L'internet et le web sont des outils potentiellement puissants pour fournir de l'information aux utilisateurs et à des fins de commercialisation. Cependant, la grande majorité des entreprises situées dans les communautés rurales pauvres ont peu ou pas accès direct à internet et ils n'ont souvent pas les compétences nécessaires pour faire un usage efficace de la technologie.

2.     Études et réalisations antérieures

Les innovations technologiques pour rapprochement en ligne entre producteurs et consommateurs agricoles ont fait et font l’objet de plusieurs recherches des jeunes innovateurs informaticiens :

En Italie par exemple, dans la région d’Aquitaine, le groupe « jeunes innovateurs » ont développé beaucoup de sites web de Vente des produits agricoles, plus spécialement les fruits et leurs dérivées, tels sont les vins. Dans ces sites, ils misent sur l’exposition des produits disponibles, mais aussi sur les possibilités de commande et d’achat, voire de paiement[17]. Leur limite est qu’ils n’ont nullement prévu d’espace d’échange et de communication entre producteurs et consommateurs.

Dans le sud du Portugal, « Adelaide.Farm » est une plateforme en ligne (un marché virtuel) où les petits agriculteurs peuvent se mettre en contact avec les consommateurs urbains portugais. Grâce au site internet, les consommateurs peuvent beaucoup aisément acheter des produits (issus d’une agriculture responsable) et même disposer d’un potager en ligne, tandis que les agriculteurs peuvent aussi vendre leurs produits à des prix équitables, augmentant ainsi leurs revenus. Cette plate-forme mise seulement sur l’achat et la vente sans créer un espace de partage d’informations entre vendeurs et acheteurs.

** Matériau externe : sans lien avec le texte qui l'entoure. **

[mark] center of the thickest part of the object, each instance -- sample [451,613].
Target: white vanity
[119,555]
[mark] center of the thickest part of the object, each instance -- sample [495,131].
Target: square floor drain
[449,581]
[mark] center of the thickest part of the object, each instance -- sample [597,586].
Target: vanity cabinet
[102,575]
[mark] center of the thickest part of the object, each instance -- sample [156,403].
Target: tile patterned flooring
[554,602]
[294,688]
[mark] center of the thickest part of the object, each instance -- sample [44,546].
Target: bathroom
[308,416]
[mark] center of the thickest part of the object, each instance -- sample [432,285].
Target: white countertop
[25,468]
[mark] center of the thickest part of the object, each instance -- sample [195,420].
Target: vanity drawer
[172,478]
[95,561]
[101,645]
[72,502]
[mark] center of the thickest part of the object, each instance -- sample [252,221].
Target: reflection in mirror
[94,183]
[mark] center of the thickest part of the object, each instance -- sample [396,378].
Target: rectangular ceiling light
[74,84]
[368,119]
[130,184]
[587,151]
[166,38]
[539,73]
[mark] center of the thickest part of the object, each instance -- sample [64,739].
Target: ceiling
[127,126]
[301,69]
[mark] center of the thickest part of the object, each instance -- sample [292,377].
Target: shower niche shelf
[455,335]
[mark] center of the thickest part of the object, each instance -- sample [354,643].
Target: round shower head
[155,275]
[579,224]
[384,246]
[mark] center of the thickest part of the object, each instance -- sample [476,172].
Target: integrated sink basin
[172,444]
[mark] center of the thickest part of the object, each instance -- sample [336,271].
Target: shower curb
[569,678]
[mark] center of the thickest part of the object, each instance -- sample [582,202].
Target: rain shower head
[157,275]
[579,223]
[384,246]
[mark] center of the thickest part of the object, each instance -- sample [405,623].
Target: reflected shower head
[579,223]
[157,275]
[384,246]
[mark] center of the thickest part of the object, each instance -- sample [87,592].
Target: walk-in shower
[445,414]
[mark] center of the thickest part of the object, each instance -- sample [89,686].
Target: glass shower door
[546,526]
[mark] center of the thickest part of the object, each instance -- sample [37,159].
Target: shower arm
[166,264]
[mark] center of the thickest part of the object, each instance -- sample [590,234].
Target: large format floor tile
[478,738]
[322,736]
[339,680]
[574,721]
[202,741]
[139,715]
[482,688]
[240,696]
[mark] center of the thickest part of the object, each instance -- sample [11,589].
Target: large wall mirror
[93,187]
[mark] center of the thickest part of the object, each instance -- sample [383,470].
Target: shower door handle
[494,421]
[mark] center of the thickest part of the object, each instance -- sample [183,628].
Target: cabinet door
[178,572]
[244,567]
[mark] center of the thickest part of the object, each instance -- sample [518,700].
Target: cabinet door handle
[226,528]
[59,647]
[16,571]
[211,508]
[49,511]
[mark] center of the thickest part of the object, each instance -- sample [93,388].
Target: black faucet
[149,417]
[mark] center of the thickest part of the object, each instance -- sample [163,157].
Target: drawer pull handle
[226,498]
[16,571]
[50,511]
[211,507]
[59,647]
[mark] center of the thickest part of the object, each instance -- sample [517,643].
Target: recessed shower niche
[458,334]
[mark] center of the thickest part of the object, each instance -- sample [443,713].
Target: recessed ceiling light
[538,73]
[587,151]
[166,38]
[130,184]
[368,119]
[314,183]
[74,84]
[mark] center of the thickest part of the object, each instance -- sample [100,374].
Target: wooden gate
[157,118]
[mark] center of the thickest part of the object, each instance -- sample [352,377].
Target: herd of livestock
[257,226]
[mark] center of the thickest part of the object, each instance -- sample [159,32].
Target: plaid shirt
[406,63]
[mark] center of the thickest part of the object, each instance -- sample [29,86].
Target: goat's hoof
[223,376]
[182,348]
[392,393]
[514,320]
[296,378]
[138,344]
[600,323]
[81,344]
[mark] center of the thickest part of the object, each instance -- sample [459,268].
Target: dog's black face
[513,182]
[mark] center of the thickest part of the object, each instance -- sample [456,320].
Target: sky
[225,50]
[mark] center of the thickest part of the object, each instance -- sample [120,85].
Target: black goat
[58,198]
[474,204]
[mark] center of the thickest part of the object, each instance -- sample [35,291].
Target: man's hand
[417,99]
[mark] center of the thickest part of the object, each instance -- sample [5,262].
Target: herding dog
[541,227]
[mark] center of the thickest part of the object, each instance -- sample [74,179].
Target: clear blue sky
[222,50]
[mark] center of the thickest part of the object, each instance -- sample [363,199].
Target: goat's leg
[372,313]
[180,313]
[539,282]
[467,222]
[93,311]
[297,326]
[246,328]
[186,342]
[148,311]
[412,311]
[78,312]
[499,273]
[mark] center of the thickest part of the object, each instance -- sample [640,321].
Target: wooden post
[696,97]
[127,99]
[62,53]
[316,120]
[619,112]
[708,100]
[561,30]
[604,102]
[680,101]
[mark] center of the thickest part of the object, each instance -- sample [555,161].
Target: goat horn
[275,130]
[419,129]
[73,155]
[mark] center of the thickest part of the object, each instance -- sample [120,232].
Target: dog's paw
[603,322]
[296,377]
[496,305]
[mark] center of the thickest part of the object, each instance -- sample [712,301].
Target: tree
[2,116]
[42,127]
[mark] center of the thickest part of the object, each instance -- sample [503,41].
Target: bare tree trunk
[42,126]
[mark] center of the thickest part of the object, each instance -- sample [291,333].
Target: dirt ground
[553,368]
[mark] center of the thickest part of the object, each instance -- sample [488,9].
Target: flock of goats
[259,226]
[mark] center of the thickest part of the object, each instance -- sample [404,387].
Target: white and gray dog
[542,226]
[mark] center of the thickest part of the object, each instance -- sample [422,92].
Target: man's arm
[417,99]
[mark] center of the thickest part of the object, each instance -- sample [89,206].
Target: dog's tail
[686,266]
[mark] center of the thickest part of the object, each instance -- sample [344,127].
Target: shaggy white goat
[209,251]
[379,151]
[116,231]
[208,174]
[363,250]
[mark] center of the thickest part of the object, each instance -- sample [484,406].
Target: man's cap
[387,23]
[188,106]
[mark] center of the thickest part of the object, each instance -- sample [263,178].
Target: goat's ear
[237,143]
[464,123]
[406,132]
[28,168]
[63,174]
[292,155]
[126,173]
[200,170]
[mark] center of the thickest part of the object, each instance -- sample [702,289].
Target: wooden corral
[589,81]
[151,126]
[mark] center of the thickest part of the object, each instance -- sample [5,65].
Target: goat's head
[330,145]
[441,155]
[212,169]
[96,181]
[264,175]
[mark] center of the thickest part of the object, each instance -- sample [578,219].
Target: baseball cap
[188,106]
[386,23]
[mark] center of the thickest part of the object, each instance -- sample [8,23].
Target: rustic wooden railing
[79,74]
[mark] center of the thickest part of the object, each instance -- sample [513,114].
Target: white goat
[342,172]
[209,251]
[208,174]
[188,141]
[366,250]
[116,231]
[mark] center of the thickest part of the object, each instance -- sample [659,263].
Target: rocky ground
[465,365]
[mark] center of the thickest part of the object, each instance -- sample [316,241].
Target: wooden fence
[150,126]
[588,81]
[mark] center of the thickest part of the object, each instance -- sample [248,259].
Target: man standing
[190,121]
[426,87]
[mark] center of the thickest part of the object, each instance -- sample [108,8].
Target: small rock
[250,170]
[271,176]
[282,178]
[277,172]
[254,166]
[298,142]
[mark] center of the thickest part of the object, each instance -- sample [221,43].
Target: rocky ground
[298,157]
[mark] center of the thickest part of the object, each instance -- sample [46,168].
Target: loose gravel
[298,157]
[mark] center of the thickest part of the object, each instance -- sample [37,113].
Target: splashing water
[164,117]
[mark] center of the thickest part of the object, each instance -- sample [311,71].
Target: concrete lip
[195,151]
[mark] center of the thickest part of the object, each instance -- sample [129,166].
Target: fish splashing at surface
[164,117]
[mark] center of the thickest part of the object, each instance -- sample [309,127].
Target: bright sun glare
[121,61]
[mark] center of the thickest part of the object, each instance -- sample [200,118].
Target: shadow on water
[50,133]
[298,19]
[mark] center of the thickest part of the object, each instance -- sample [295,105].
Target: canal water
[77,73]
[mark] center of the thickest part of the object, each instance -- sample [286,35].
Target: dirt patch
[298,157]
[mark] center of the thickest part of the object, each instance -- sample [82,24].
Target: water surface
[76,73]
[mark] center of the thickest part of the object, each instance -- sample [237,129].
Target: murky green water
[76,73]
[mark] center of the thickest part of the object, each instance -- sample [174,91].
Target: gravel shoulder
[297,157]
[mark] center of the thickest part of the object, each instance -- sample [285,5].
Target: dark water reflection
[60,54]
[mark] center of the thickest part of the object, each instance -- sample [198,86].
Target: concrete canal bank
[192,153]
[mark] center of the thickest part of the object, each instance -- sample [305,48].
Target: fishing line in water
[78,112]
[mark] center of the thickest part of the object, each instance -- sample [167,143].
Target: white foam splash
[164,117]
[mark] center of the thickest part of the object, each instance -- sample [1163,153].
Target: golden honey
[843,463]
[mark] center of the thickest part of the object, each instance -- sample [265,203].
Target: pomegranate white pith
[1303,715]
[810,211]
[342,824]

Alloysius Attah, un jeune chercheur ghanéen, vu la désinformation entre agriculteurs de son pays face aux diverses contraintes météorologiques, a bien constaté la nécessité de fournir aux villages ghanéens un accès aux informations essentielles concernant les meilleures pratiques agricoles et a ainsi donc conçu une application dénommée « Farmerline ». Elle envoie quotidiennement plusieurs SMS provenant d’agents de vulgarisation pour dispenser les meilleures pratiques de culture aux agriculteurs. L’application est basée spécialement sur la communication, mais ne prévoit pas l’exposition et l’achat  des produits de consommation en ligne.

Moses Nganwanitia, ghanéen de nationalité, a conçu l’application « SavaNet » qui fournit une plateforme d’audioconférence que les agriculteurs peuvent rejoindre pour bien obtenir plusieurs informations actualisées sur leur production. Traditionnellement, les réunions se tenaient en personne et les agriculteurs étaient ainsi contraints d’abandonner leurs exploitations pour assister aux sessions. Avec les plateformes téléphoniques, les agriculteurs peuvent se connecter par téléphone quel que soit l’endroit où ils se trouvent – depuis la maison, le marché ou leur exploitation. SavaNet travaille également à l’amélioration de l’accès au marché des agriculteurs en leur communiquant les prix du marché par SMS. De cette manière, les agriculteurs ont la certitude d’obtenir les meilleurs prix au lieu d’être floués par des intermédiaires peu scrupuleux ou des acheteurs négociateurs. La limite est que, tout en facilitant la communication, l’achat et la vente, il ne prévoit pas un forum d’échange sur d’autres thèmes d’amélioration et valorisation de l’agriculture.

Le jeune kenyan, Calvince Okello, a conçu l’application M-shamba pour mettre les agriculteurs en relation avec les vulgarisateurs, services locaux et marchés virtuels via le SMS ; M-shamba propose trois services aux agriculteurs : apprendre à bien cultiver une culture spécifique, connaître les prestataires de services dans sa région, et accéder au marché ». M-shamba est basé largement sur la communication et non sur l’exposition des produits alimentaires[18].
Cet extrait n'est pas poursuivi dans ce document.